But Transportation Secretary Norman Mineta told the 10-member panel investigating the Sept. 11 attacks that the federal government was caught unawares and had not anticipated such an attack.

"I don't think we ever thought of an aircraft being used as a missile," he said, acknowledging that the United States was unprepared.

During two days of hearings, some commission members argued there were plenty of indications that terrorists were planning a major attack against this country in the months before Sept. 11. These members said they were stunned by Mineta's comments and by how they conflicted with other testimony.

A security inspector with the Transportation Security Administration told the commission Thursday that undercover tests he had conducted revealed persistent, egregious weaknesses in airport security systems.

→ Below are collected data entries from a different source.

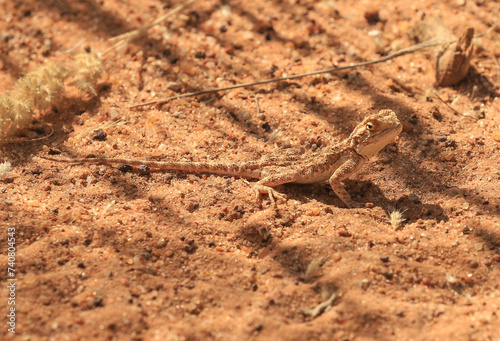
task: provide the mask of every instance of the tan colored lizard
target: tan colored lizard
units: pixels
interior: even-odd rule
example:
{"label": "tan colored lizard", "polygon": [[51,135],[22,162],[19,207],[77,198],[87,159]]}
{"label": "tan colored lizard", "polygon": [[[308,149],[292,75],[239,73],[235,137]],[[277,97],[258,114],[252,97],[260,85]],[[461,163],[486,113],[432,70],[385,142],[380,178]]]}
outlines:
{"label": "tan colored lizard", "polygon": [[290,182],[308,184],[328,180],[335,194],[347,207],[352,208],[362,205],[351,199],[342,181],[359,171],[370,157],[398,136],[401,129],[402,125],[396,114],[392,110],[385,109],[366,117],[342,142],[307,155],[234,163],[143,161],[106,157],[63,159],[45,155],[41,157],[66,163],[145,165],[157,170],[201,172],[259,179],[253,185],[253,189],[257,195],[267,193],[273,204],[275,204],[275,198],[285,198],[283,194],[273,189],[275,186]]}

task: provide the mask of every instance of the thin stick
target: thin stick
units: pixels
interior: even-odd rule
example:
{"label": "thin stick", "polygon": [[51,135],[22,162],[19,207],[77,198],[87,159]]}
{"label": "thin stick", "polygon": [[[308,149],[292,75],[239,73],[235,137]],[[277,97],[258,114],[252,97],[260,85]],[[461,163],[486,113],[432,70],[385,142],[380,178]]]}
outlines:
{"label": "thin stick", "polygon": [[157,18],[155,21],[153,21],[151,24],[149,24],[147,26],[144,26],[142,28],[139,28],[137,30],[133,30],[133,31],[130,31],[130,32],[127,32],[127,33],[124,33],[124,34],[120,34],[119,36],[116,36],[116,37],[113,37],[113,38],[110,38],[108,41],[111,42],[111,43],[114,43],[114,44],[109,49],[107,49],[106,51],[104,51],[102,53],[102,56],[106,55],[108,52],[114,50],[118,46],[125,44],[125,42],[130,41],[130,40],[138,37],[142,33],[144,33],[147,30],[149,30],[151,27],[156,26],[158,24],[161,24],[162,22],[164,22],[165,20],[167,20],[171,16],[173,16],[173,15],[181,12],[186,7],[192,5],[196,1],[197,0],[189,0],[188,2],[185,2],[182,5],[177,6],[176,8],[174,8],[173,10],[171,10],[170,12],[168,12],[167,14],[165,14],[165,15]]}
{"label": "thin stick", "polygon": [[453,107],[451,105],[449,105],[448,103],[446,103],[441,97],[439,97],[439,95],[437,94],[436,91],[434,91],[434,96],[436,96],[441,102],[443,102],[444,105],[446,105],[448,108],[450,108],[455,114],[462,115],[461,113],[459,113],[458,111],[453,109]]}
{"label": "thin stick", "polygon": [[358,68],[358,67],[361,67],[361,66],[367,66],[367,65],[372,65],[372,64],[383,63],[385,61],[388,61],[388,60],[396,58],[396,57],[403,56],[405,54],[409,54],[409,53],[412,53],[412,52],[415,52],[415,51],[418,51],[418,50],[421,50],[421,49],[425,49],[425,48],[428,48],[428,47],[433,47],[433,46],[437,46],[437,45],[447,44],[447,43],[450,43],[450,42],[452,43],[454,41],[438,41],[438,42],[434,42],[432,40],[429,40],[429,41],[423,42],[421,44],[416,44],[416,45],[410,46],[408,48],[404,48],[404,49],[398,50],[398,51],[396,51],[396,52],[394,52],[394,53],[392,53],[392,54],[390,54],[388,56],[382,57],[382,58],[377,59],[377,60],[369,61],[369,62],[362,62],[362,63],[358,63],[358,64],[352,64],[352,65],[349,65],[349,66],[341,66],[341,67],[336,67],[336,68],[332,68],[332,69],[318,70],[318,71],[313,71],[313,72],[309,72],[309,73],[303,73],[303,74],[298,74],[298,75],[291,75],[291,76],[281,77],[281,78],[266,79],[266,80],[261,80],[261,81],[257,81],[257,82],[252,82],[252,83],[237,84],[237,85],[232,85],[232,86],[228,86],[228,87],[224,87],[224,88],[218,88],[218,89],[195,91],[195,92],[190,92],[190,93],[182,94],[182,95],[178,95],[178,96],[167,97],[165,99],[159,99],[159,100],[156,100],[156,101],[151,101],[151,102],[136,104],[136,105],[131,106],[130,109],[139,108],[139,107],[143,107],[143,106],[146,106],[146,105],[162,104],[162,103],[166,103],[166,102],[169,102],[171,100],[179,99],[179,98],[193,97],[193,96],[210,94],[210,93],[219,92],[219,91],[226,91],[226,90],[232,90],[232,89],[238,89],[238,88],[245,88],[245,87],[249,87],[249,86],[253,86],[253,85],[262,85],[262,84],[267,84],[267,83],[274,83],[274,82],[285,81],[285,80],[290,80],[290,79],[297,79],[297,78],[302,78],[302,77],[307,77],[307,76],[319,75],[319,74],[322,74],[322,73],[332,73],[332,72],[338,72],[338,71],[342,71],[342,70],[354,69],[354,68]]}
{"label": "thin stick", "polygon": [[[480,33],[480,34],[476,34],[474,36],[474,38],[480,38],[480,37],[482,37],[482,36],[490,33],[493,30],[493,28],[496,26],[496,24],[497,24],[497,21],[495,20],[495,22],[493,23],[493,25],[486,32],[483,32],[483,33]],[[433,47],[433,46],[455,43],[457,41],[458,41],[458,39],[455,39],[455,40],[446,40],[446,41],[444,41],[444,40],[443,41],[434,41],[434,39],[432,39],[432,40],[424,41],[424,42],[422,42],[420,44],[412,45],[410,47],[398,50],[398,51],[396,51],[396,52],[394,52],[394,53],[392,53],[392,54],[390,54],[388,56],[382,57],[382,58],[377,59],[377,60],[369,61],[369,62],[362,62],[362,63],[358,63],[358,64],[352,64],[352,65],[349,65],[349,66],[341,66],[341,67],[336,67],[336,68],[326,69],[326,70],[318,70],[318,71],[313,71],[313,72],[309,72],[309,73],[303,73],[303,74],[298,74],[298,75],[291,75],[291,76],[288,76],[288,77],[273,78],[273,79],[266,79],[266,80],[262,80],[262,81],[252,82],[252,83],[244,83],[244,84],[232,85],[232,86],[228,86],[228,87],[224,87],[224,88],[189,92],[187,94],[182,94],[182,95],[178,95],[178,96],[172,96],[172,97],[167,97],[167,98],[164,98],[164,99],[159,99],[159,100],[156,100],[156,101],[150,101],[150,102],[146,102],[146,103],[132,105],[130,107],[130,109],[144,107],[144,106],[147,106],[147,105],[163,104],[163,103],[167,103],[167,102],[170,102],[171,100],[179,99],[179,98],[194,97],[194,96],[199,96],[199,95],[205,95],[205,94],[215,93],[215,92],[219,92],[219,91],[227,91],[227,90],[238,89],[238,88],[246,88],[246,87],[253,86],[253,85],[262,85],[262,84],[274,83],[274,82],[285,81],[285,80],[290,80],[290,79],[297,79],[297,78],[302,78],[302,77],[307,77],[307,76],[319,75],[319,74],[322,74],[322,73],[332,73],[332,72],[338,72],[338,71],[342,71],[342,70],[354,69],[354,68],[358,68],[358,67],[361,67],[361,66],[367,66],[367,65],[373,65],[373,64],[383,63],[383,62],[386,62],[388,60],[391,60],[391,59],[394,59],[394,58],[397,58],[397,57],[400,57],[400,56],[404,56],[404,55],[409,54],[409,53],[413,53],[415,51],[419,51],[419,50],[426,49],[426,48]]]}

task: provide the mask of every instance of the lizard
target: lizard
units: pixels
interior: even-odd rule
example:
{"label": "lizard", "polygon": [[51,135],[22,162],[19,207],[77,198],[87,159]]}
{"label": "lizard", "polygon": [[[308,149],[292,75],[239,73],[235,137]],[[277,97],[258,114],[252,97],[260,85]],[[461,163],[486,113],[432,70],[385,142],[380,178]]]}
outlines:
{"label": "lizard", "polygon": [[267,193],[273,205],[276,198],[286,196],[273,187],[285,183],[309,184],[328,180],[333,192],[348,208],[363,207],[351,199],[342,181],[357,173],[360,168],[402,130],[394,111],[380,110],[367,116],[343,141],[322,148],[311,154],[283,156],[246,162],[218,161],[146,161],[109,157],[59,158],[40,157],[65,163],[92,163],[116,165],[144,165],[160,171],[211,173],[245,179],[258,179],[253,190],[259,196]]}

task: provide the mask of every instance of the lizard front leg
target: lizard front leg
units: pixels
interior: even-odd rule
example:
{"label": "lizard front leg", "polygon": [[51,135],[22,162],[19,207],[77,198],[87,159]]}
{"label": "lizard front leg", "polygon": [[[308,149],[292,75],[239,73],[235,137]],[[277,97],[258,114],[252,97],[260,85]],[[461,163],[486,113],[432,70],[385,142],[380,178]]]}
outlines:
{"label": "lizard front leg", "polygon": [[349,193],[342,185],[342,181],[355,174],[365,164],[366,160],[358,154],[350,155],[350,157],[342,163],[342,165],[335,170],[333,175],[328,181],[332,187],[333,192],[344,202],[349,208],[363,207],[362,204],[357,203],[351,199]]}

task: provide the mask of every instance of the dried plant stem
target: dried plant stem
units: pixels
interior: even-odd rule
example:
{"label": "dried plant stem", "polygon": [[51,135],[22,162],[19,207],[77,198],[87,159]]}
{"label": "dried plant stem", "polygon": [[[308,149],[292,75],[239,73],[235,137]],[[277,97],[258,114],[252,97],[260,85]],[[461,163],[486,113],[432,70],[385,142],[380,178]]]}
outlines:
{"label": "dried plant stem", "polygon": [[232,86],[218,88],[218,89],[210,89],[210,90],[201,90],[201,91],[196,91],[196,92],[190,92],[190,93],[187,93],[187,94],[182,94],[182,95],[178,95],[178,96],[167,97],[167,98],[159,99],[159,100],[156,100],[156,101],[151,101],[151,102],[136,104],[136,105],[131,106],[130,109],[139,108],[139,107],[143,107],[143,106],[147,106],[147,105],[153,105],[153,104],[162,104],[162,103],[166,103],[166,102],[169,102],[171,100],[179,99],[179,98],[193,97],[193,96],[210,94],[210,93],[219,92],[219,91],[227,91],[227,90],[238,89],[238,88],[245,88],[245,87],[254,86],[254,85],[262,85],[262,84],[268,84],[268,83],[286,81],[286,80],[297,79],[297,78],[302,78],[302,77],[307,77],[307,76],[319,75],[319,74],[322,74],[322,73],[332,73],[332,72],[338,72],[338,71],[342,71],[342,70],[355,69],[355,68],[358,68],[358,67],[361,67],[361,66],[367,66],[367,65],[372,65],[372,64],[383,63],[383,62],[386,62],[388,60],[394,59],[396,57],[403,56],[405,54],[413,53],[413,52],[421,50],[421,49],[425,49],[425,48],[428,48],[428,47],[432,47],[432,46],[436,46],[436,45],[441,45],[441,44],[447,44],[447,43],[450,43],[450,41],[438,41],[438,42],[427,41],[427,42],[423,42],[421,44],[412,45],[412,46],[410,46],[408,48],[404,48],[404,49],[398,50],[398,51],[396,51],[396,52],[394,52],[394,53],[392,53],[392,54],[390,54],[388,56],[385,56],[385,57],[382,57],[380,59],[373,60],[373,61],[362,62],[362,63],[352,64],[352,65],[348,65],[348,66],[341,66],[341,67],[336,67],[336,68],[331,68],[331,69],[325,69],[325,70],[317,70],[317,71],[313,71],[313,72],[302,73],[302,74],[298,74],[298,75],[291,75],[291,76],[287,76],[287,77],[272,78],[272,79],[265,79],[265,80],[261,80],[261,81],[257,81],[257,82],[237,84],[237,85],[232,85]]}
{"label": "dried plant stem", "polygon": [[437,97],[437,99],[439,99],[441,102],[443,102],[444,105],[446,105],[448,108],[450,108],[455,114],[457,115],[462,115],[461,113],[459,113],[457,110],[453,109],[453,107],[451,105],[449,105],[448,103],[446,103],[444,101],[444,99],[441,98],[441,96],[438,95],[438,93],[436,91],[434,91],[434,96]]}
{"label": "dried plant stem", "polygon": [[[495,25],[496,25],[496,22],[493,24],[492,27],[494,27]],[[476,34],[474,36],[474,38],[479,38],[479,37],[482,37],[483,35],[487,34],[488,32],[491,31],[492,27],[490,27],[490,29],[488,31],[486,31],[485,33]],[[441,41],[428,40],[428,41],[424,41],[424,42],[422,42],[420,44],[415,44],[415,45],[412,45],[410,47],[407,47],[407,48],[404,48],[404,49],[400,49],[400,50],[398,50],[398,51],[396,51],[396,52],[394,52],[394,53],[392,53],[390,55],[387,55],[385,57],[382,57],[382,58],[379,58],[379,59],[376,59],[376,60],[373,60],[373,61],[362,62],[362,63],[352,64],[352,65],[348,65],[348,66],[341,66],[341,67],[336,67],[336,68],[331,68],[331,69],[325,69],[325,70],[318,70],[318,71],[313,71],[313,72],[308,72],[308,73],[302,73],[302,74],[298,74],[298,75],[291,75],[291,76],[287,76],[287,77],[265,79],[265,80],[261,80],[261,81],[257,81],[257,82],[244,83],[244,84],[236,84],[236,85],[232,85],[232,86],[228,86],[228,87],[223,87],[223,88],[189,92],[189,93],[186,93],[186,94],[182,94],[182,95],[178,95],[178,96],[172,96],[172,97],[167,97],[167,98],[159,99],[159,100],[156,100],[156,101],[150,101],[150,102],[146,102],[146,103],[135,104],[135,105],[132,105],[130,107],[130,109],[144,107],[144,106],[148,106],[148,105],[154,105],[154,104],[163,104],[163,103],[167,103],[167,102],[169,102],[171,100],[179,99],[179,98],[194,97],[194,96],[205,95],[205,94],[210,94],[210,93],[215,93],[215,92],[220,92],[220,91],[227,91],[227,90],[233,90],[233,89],[238,89],[238,88],[246,88],[246,87],[254,86],[254,85],[262,85],[262,84],[268,84],[268,83],[286,81],[286,80],[297,79],[297,78],[302,78],[302,77],[307,77],[307,76],[314,76],[314,75],[319,75],[319,74],[322,74],[322,73],[333,73],[333,72],[339,72],[339,71],[342,71],[342,70],[355,69],[355,68],[362,67],[362,66],[368,66],[368,65],[383,63],[383,62],[386,62],[388,60],[391,60],[391,59],[394,59],[394,58],[397,58],[397,57],[401,57],[401,56],[404,56],[406,54],[410,54],[410,53],[413,53],[413,52],[416,52],[416,51],[419,51],[419,50],[422,50],[422,49],[426,49],[426,48],[434,47],[434,46],[438,46],[438,45],[450,44],[450,43],[454,43],[456,41],[458,41],[458,40],[441,40]]]}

"Although we breached security with ridiculous ease up to 90 percent of the time, the FAA suppressed these warnings," said Bogdan Dzakovic, who became a Federal Aviation Administration whistleblower one month after Sept. 11.

Dzakovic called the state of airline security "unsafe" and said his "Red Team" of undercover security agents were frequently able to smuggle bombs and firearms aboard airplanes. After he informed the FAA of these security lapses, Dzakovic says, little was done to fix the problem.

Officials defending the agency's actions contend that many of Dzakovic's recommendations were implemented and that his Red Team was simply not told the changes had been made.

Despite often-conflicting testimony at the hearings, commission chairman Thomas Kean, a former New Jersey governor, said the panel gained considerable insight into how the attacks occurred. "We've certainly learned about the failures of the system on 9/11," he said.

The National Commission on Terrorist Attacks Upon the United States was created in November. Its hearings this week marked the panel's second such public session. Nearly two months ago in New York the commission heard from the families of the attacks' victims.

On Thursday, the members of Congress who helped create the commission complained that the Bush administration is not being forthcoming with information the panel needs for its fact-finding mission.

"I hope the administration will not abuse the principle of executive privilege to deny the commission the critical repository of day-to-day activity on issues related to the terrorist attacks," said Sen. John McCain (R-Ariz.).

Commission members acknowledged that they were having trouble getting some information, but expressed confidence that they eventually would get the documents they requested.

The commission is required by law to complete its investigation by May 27, 2004.